Recommended citation: Peng, Pai, Lidan Shou, Ke Chen, Gang Chen, and Sai Wu. "KISS: Knowing Camera Prototype System for Recognizing and Annotating Places-of-Interest." IEEE Transactions on Knowledge and Data Engineering 28, no. 4 (2016): 994-1006.

## The knowing camera 2: recognizing and annotating places-of-interest in smartphone photos.

Published in SIGIR, 2014

This paper presents a project called Knowing Camera for real-time recognizing and annotating places-of-interest(POI) in smartphone photos, with the availability of online geotagged images of such places. We propose a`“Spatial+Visual” (S+V) framework which consists of a probabilistic field-of-view model in the spatial phase and sparse coding similarity metric in the visual phase to recognize phone-captured POIs. Moreover, we put forward an offline Collaborative Salient Area (COSTAR) mining algorithm to detect common visual features (called Costars) among the noisy photos geotagged on each POI, thus to clean the geotagged image database. The mining result can be utilized to annotate the region-of-interest on the query image during the online query processing. Besides, this mining procedure further improves the efficiency and accuracy of the S+V framework.
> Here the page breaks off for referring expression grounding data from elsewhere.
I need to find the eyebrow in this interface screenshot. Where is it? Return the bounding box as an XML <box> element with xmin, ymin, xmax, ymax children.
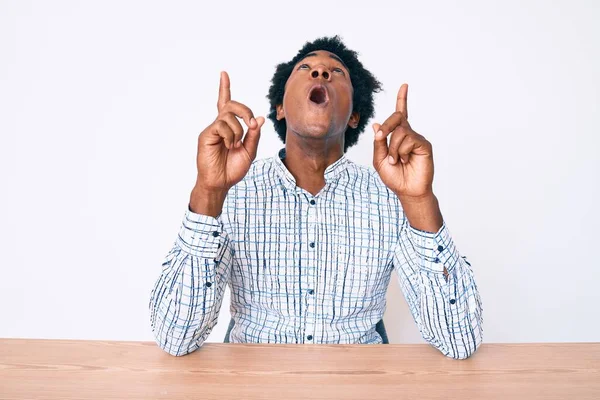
<box><xmin>299</xmin><ymin>52</ymin><xmax>349</xmax><ymax>71</ymax></box>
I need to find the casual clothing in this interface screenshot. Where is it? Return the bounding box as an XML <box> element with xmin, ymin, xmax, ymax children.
<box><xmin>150</xmin><ymin>148</ymin><xmax>483</xmax><ymax>358</ymax></box>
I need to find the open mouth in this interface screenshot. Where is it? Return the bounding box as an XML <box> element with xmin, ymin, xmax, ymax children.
<box><xmin>308</xmin><ymin>85</ymin><xmax>329</xmax><ymax>106</ymax></box>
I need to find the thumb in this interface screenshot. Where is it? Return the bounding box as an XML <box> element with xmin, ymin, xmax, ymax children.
<box><xmin>372</xmin><ymin>122</ymin><xmax>388</xmax><ymax>169</ymax></box>
<box><xmin>242</xmin><ymin>116</ymin><xmax>264</xmax><ymax>160</ymax></box>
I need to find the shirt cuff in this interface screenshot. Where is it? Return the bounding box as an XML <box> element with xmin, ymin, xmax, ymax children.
<box><xmin>407</xmin><ymin>222</ymin><xmax>459</xmax><ymax>274</ymax></box>
<box><xmin>176</xmin><ymin>207</ymin><xmax>225</xmax><ymax>257</ymax></box>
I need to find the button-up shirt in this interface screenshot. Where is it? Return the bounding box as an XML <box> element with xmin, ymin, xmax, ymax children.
<box><xmin>150</xmin><ymin>148</ymin><xmax>483</xmax><ymax>359</ymax></box>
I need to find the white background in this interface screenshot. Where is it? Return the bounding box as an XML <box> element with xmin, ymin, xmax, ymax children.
<box><xmin>1</xmin><ymin>0</ymin><xmax>598</xmax><ymax>344</ymax></box>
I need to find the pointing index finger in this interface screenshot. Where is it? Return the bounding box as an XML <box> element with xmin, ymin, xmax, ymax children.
<box><xmin>395</xmin><ymin>83</ymin><xmax>408</xmax><ymax>119</ymax></box>
<box><xmin>218</xmin><ymin>71</ymin><xmax>231</xmax><ymax>111</ymax></box>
Our experiments in the real-world and Oxford 5K datasets show promising recognition and annotation performances of the proposed approach, and that the proposed COSTAR mining technique outperforms state-of-the-art approach.
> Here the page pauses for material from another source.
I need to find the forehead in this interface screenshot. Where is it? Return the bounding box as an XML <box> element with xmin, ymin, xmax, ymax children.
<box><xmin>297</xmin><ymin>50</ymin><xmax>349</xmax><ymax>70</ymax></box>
Recommended citation: Peng, Pai, Lidan Shou, Ke Chen, Gang Chen, and Sai Wu. "The knowing camera 2: recognizing and annotating places-of-interest in smartphone photos." In Proceedings of the 37th international ACM SIGIR conference on Research & development in information retrieval, pp. 707-716. ACM, 2014.
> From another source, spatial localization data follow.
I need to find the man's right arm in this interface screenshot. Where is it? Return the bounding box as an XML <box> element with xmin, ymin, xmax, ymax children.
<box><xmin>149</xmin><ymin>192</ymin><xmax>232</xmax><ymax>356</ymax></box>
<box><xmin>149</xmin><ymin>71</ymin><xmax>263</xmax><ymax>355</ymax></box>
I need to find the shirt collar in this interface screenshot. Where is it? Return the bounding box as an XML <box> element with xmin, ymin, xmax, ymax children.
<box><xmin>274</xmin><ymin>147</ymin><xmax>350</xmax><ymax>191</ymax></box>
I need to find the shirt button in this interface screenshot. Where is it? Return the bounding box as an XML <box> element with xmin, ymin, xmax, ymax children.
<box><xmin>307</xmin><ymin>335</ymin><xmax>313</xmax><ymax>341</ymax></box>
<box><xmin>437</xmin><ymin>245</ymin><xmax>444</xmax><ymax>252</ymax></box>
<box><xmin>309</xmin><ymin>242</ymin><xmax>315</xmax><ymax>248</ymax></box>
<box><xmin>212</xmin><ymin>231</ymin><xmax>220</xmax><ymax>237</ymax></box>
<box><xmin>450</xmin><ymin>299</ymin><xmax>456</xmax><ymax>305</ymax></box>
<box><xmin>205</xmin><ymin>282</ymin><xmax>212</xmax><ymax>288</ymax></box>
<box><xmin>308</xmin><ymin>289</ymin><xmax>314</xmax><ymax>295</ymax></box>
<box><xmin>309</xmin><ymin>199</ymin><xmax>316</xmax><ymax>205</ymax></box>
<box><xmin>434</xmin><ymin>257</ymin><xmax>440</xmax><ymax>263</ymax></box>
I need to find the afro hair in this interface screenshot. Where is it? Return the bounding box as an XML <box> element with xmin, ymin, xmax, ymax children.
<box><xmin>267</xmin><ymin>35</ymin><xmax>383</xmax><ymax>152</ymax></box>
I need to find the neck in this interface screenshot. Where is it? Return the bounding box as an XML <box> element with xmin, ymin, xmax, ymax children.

## The Knowing Camera: Recognizing Places-of-Interest in Smartphone Photos.

Published in SIGIR, 2013

This paper presents a framework called Knowing Camera for real-time recognizing places-of-interest in smartphone photos, with the availability of online geotagged images of such places. We propose a probabilistic field-of-view model which captures the uncertainty in camera sensor data. This model can be used to retrieve a set of candidate images. The visual similarity computation of the candidate images relies on the sparse coding technique. We also propose an ANN filtering technique to speedup the sparse coding. The final ranking combines an uncertain geometric relevance with the visual similarity. Our preliminary experiments conducted in an urban area of a large city show promising results. The most distinguishing feature of our framework is its ability to perform well in contaminated, real-world online image database. Besides, our framework is highly scalable as it does not incur any complex data structure.

Recommended citation: Peng, Pai, Lidan Shou, Ke Chen, Gang Chen, and Sai Wu. "The knowing camera: recognizing places-of-interest in smartphone photos." In Proceedings of the 36th international ACM SIGIR conference on Research and development in information retrieval, pp. 969-972. ACM, 2013.